The studies gave different estimates for the time Neanderthals diverged from humans — the Science article pegged it at 706,000 years ago, whereas the Nature paper set it at 516,000 years ago. Wall's study confirms the 706,000-year divergence date. The probable human DNA contamination led to the more recent date and may have led to the suggestion of later interbreeding, Wall says.

The Nature paper also found more similarities between genetic variations called SNPs (single nucleotide polymorphisms) in Neanderthal and human DNA than the Science paper, even after allowing for the Nature group's larger number of base pairs. Pääbo's team reported that about 30% of the SNPs in the Neanderthal DNA are derived — that is, the mutations occurred — in today's humans.

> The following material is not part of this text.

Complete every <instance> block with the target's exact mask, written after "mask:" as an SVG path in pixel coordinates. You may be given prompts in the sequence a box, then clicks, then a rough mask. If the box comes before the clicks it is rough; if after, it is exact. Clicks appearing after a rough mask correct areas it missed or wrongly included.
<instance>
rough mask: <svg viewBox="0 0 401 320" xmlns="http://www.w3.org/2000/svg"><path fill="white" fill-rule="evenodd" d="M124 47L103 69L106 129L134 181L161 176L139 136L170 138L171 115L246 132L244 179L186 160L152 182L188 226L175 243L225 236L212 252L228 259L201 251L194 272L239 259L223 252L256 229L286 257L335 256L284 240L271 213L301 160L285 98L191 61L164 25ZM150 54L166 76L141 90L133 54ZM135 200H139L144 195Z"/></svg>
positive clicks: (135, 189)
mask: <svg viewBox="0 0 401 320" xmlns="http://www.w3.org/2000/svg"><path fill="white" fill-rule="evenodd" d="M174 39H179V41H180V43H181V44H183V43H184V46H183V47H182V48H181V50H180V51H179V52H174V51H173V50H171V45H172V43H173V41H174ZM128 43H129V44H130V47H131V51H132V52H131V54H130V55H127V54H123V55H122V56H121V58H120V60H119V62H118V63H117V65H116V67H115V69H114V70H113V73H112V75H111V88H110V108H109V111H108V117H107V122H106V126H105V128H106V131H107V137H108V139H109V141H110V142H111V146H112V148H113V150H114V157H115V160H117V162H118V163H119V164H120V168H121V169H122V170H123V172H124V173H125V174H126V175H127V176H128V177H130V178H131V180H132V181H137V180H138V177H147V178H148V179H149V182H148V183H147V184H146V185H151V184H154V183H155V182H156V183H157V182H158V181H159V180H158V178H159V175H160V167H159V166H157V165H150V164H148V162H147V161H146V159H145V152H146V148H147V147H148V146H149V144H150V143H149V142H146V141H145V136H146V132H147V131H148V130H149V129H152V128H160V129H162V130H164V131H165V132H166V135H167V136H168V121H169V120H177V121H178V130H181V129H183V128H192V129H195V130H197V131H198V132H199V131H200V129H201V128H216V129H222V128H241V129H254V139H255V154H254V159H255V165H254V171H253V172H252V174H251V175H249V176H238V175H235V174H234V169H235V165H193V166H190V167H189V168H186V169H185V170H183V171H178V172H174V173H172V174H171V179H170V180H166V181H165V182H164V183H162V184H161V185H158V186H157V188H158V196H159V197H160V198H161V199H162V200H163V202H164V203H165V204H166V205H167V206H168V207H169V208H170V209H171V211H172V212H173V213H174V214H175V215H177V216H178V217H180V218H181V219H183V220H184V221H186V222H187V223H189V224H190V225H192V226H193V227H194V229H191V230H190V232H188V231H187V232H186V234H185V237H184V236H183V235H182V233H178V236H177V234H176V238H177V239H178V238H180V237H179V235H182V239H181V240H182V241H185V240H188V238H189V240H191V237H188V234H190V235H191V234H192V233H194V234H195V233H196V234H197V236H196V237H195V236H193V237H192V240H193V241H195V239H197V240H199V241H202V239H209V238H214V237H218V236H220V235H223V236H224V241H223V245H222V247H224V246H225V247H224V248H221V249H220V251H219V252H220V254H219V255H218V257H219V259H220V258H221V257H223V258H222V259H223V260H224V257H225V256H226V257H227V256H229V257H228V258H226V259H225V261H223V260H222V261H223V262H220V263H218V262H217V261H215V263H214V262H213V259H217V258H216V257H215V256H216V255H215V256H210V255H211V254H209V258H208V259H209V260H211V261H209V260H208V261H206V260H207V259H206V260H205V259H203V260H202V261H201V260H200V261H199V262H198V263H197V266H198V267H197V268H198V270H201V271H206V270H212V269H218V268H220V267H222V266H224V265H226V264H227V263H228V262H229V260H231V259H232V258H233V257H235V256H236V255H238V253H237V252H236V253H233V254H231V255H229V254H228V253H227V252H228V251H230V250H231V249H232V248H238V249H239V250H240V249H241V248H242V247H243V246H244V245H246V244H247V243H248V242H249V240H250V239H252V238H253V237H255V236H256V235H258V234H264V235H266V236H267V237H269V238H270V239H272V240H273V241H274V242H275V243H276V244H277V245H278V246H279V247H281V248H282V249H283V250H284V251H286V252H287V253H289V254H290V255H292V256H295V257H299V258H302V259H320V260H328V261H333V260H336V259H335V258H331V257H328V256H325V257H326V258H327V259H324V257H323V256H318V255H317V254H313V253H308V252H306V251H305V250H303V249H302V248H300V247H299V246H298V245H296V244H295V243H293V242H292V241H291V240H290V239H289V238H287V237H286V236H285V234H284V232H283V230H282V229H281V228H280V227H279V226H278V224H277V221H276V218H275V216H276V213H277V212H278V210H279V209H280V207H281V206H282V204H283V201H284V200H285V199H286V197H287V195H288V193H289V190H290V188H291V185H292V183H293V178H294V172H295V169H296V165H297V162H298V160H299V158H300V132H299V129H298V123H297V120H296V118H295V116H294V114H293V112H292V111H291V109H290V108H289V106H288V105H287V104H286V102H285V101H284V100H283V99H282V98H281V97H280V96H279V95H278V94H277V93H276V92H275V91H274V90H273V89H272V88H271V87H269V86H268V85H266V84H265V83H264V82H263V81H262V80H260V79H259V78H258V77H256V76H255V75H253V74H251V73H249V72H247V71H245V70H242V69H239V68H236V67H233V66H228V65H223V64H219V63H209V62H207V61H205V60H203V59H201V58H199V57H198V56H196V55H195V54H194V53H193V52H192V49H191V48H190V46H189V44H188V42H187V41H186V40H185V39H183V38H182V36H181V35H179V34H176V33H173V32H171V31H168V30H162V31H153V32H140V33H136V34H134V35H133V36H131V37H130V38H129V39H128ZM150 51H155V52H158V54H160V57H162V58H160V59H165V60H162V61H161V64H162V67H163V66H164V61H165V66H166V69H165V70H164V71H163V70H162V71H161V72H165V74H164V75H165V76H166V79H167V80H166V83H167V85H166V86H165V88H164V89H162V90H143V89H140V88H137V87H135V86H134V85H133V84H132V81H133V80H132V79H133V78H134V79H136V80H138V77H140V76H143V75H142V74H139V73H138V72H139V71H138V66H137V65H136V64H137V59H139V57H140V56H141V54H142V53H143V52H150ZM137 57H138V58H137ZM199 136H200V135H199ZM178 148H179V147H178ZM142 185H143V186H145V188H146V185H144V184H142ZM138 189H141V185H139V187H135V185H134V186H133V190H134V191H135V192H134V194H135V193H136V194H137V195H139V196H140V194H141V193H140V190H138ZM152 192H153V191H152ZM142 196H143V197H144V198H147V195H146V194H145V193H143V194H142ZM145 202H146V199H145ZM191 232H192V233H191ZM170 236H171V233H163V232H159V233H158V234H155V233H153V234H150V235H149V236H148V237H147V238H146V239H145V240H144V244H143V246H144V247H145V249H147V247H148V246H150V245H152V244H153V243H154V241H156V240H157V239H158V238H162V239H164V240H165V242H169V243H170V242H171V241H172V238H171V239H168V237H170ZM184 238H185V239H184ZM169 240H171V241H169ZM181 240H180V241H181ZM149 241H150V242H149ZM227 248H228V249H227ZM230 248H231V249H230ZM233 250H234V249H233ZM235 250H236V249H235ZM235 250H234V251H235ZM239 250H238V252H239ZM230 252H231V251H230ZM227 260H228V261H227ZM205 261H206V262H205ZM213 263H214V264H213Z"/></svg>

Pääbo acknowledges there is “a potential problem” with the presence of these human SNPs in the Neanderthal sequence. These same discrepancies were noted by Rubin's group. “We had concerns,” says Rubin. “We suspected some of the issues raised by Wall.”

Both Pääbo's and Rubin's groups expect to publish further Neanderthal sequences from other specimens that each group is studying. Pääbo and Egholm say their analysis will address the anomalies in their Nature paper.